Bere barley is an ancient variety — one of the oldest cultivated cereals in the British Isles, grown in Scotland for over five thousand years. Modern maltsters abandoned it decades ago in favour of higher-yielding varieties, but Bruichladdich revived it as part of their terroir programme, growing it on Orkney and Islay to explore what this nearly-extinct grain contributes to whisky flavour.
The Bere Barley 2012 was distilled from 100% bere barley and aged in a combination of cask types. It is bottled at 50% without chill filtration or colouring, in keeping with Bruichladdich's commitment to transparency. The yield from bere barley is significantly lower than modern varieties, which makes this a more expensive whisky to produce — but the flavour profile is genuinely distinctive.

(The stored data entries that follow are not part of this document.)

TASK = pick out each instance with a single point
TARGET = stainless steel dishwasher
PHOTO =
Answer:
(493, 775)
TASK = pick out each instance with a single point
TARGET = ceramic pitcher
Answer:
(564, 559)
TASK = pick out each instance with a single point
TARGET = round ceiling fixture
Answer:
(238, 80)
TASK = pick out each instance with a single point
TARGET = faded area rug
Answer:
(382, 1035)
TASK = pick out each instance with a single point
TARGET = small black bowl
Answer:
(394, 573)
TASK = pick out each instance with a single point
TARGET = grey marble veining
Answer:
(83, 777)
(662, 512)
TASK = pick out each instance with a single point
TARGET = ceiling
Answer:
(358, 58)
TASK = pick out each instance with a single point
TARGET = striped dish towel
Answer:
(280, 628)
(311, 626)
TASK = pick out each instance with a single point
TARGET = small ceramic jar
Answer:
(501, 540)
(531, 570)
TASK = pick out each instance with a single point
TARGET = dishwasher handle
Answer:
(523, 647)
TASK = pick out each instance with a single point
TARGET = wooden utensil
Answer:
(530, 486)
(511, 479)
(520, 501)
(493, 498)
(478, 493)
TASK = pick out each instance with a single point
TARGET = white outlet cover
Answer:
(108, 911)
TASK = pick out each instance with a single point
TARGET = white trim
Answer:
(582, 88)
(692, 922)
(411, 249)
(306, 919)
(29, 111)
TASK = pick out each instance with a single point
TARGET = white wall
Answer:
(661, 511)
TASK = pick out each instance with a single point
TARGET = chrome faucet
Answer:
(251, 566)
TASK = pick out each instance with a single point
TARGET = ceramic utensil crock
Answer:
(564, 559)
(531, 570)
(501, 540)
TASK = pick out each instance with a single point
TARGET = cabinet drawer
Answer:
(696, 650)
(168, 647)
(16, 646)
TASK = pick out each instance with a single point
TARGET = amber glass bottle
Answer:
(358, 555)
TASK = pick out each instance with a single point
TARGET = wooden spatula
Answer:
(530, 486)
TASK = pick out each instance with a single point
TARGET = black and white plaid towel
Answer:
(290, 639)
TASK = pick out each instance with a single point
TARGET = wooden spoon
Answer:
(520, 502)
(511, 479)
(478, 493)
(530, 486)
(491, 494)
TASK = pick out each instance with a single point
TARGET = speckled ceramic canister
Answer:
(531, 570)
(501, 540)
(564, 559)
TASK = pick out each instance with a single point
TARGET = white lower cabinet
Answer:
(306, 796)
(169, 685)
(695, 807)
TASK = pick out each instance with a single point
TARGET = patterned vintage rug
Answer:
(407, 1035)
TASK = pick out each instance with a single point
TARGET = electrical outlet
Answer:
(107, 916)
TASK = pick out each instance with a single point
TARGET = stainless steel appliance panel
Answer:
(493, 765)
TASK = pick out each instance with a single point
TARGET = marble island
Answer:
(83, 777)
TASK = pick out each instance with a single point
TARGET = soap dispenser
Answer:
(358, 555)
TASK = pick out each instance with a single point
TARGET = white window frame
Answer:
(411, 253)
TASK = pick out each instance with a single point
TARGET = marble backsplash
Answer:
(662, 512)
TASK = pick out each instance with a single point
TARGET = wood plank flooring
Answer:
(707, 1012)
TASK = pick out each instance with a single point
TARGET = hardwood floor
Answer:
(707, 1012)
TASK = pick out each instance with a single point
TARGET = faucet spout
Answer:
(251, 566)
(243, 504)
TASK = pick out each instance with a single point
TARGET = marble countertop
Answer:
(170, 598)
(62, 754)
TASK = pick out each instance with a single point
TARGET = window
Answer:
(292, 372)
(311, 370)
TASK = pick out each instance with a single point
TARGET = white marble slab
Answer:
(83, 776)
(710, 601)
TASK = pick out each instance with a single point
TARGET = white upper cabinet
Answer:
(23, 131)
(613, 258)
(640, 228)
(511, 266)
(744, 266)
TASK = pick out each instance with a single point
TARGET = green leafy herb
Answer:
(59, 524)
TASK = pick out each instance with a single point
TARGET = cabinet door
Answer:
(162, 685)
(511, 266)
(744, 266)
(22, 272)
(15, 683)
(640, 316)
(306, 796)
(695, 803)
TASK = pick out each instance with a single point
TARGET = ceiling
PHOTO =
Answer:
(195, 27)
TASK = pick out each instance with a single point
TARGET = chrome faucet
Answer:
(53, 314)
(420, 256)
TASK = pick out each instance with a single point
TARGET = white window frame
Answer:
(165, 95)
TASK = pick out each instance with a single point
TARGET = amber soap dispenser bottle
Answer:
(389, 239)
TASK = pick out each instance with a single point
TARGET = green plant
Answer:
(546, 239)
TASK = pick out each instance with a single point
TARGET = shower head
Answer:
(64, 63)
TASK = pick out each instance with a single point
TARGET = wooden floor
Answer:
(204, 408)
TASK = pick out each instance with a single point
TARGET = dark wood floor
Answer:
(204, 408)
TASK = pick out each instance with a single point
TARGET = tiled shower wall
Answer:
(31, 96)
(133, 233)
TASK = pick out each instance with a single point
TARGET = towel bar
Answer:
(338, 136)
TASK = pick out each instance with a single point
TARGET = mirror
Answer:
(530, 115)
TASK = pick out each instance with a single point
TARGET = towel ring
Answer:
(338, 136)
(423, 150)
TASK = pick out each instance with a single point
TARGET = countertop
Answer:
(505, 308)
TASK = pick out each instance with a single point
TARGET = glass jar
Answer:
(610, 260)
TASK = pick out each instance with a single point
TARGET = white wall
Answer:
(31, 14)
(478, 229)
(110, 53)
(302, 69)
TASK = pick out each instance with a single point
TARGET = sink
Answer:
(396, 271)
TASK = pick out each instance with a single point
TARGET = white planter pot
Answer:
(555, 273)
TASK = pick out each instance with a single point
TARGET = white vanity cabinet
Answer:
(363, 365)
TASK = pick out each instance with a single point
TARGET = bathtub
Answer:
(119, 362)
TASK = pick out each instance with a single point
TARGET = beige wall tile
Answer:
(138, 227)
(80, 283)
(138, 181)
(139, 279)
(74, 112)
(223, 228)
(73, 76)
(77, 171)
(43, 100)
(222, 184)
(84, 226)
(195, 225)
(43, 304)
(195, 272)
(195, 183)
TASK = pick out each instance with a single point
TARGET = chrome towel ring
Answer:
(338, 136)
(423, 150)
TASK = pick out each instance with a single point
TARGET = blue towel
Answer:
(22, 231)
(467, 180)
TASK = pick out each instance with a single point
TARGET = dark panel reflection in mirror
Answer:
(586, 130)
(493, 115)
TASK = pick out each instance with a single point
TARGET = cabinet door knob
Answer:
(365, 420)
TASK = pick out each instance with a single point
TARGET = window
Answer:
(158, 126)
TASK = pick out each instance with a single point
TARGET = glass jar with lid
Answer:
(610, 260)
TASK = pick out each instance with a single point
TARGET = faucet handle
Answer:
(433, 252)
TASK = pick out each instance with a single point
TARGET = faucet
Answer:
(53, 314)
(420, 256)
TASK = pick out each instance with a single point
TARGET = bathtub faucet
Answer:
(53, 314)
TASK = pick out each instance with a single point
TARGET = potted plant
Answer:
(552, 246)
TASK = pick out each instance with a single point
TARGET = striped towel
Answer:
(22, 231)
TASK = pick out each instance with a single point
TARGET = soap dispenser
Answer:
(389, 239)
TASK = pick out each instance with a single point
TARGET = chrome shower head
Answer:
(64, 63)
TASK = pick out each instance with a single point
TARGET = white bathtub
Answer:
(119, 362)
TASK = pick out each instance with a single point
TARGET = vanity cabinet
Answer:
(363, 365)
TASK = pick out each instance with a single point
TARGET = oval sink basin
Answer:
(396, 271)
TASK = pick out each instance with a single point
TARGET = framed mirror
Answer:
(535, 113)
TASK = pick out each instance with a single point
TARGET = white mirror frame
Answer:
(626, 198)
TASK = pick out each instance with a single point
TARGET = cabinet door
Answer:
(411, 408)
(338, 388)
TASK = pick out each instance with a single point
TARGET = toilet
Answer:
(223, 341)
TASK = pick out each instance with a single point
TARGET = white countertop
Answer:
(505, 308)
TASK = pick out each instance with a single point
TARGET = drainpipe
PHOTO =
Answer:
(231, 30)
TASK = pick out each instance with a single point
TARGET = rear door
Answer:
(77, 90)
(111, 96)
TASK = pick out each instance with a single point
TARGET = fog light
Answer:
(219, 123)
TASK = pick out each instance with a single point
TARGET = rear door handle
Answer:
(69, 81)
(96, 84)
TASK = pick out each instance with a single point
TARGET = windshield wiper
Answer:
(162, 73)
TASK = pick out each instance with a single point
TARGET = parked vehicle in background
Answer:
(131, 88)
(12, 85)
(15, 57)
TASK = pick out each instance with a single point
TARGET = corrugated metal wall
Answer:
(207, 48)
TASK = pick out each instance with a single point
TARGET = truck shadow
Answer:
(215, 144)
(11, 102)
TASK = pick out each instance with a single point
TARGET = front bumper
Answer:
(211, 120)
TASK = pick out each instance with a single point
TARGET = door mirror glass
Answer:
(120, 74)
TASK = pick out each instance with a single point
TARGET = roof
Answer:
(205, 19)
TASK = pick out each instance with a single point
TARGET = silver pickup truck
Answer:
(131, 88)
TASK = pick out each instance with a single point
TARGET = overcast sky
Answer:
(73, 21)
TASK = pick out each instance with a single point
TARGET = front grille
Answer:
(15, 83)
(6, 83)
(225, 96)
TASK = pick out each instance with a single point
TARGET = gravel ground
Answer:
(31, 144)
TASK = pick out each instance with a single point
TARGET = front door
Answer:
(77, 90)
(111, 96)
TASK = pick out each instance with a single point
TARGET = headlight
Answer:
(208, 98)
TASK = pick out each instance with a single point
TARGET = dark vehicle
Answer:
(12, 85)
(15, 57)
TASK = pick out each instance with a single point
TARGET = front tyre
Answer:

The nose is cereal-forward and nutty: raw barley, sourdough, hazelnut, and dried grass, with the grain character more prominent than in any other Bruichladdich expression. The palate brings a remarkable breadiness — think fresh-baked wholemeal loaf — alongside honey, lemon, malt, and a gentle spiciness. The ancient grain gives the whisky an earthy, almost rustic quality that modern barley cannot replicate.
The finish is medium, with cereal, spice, and a lingering malty sweetness. Whether the difference between bere barley and modern Concerto or Laureate is worth the premium is a question each drinker must answer for themselves. But as an exercise in whisky archaeology — tasting what Scotch might have been centuries ago — the Bere Barley is fascinating.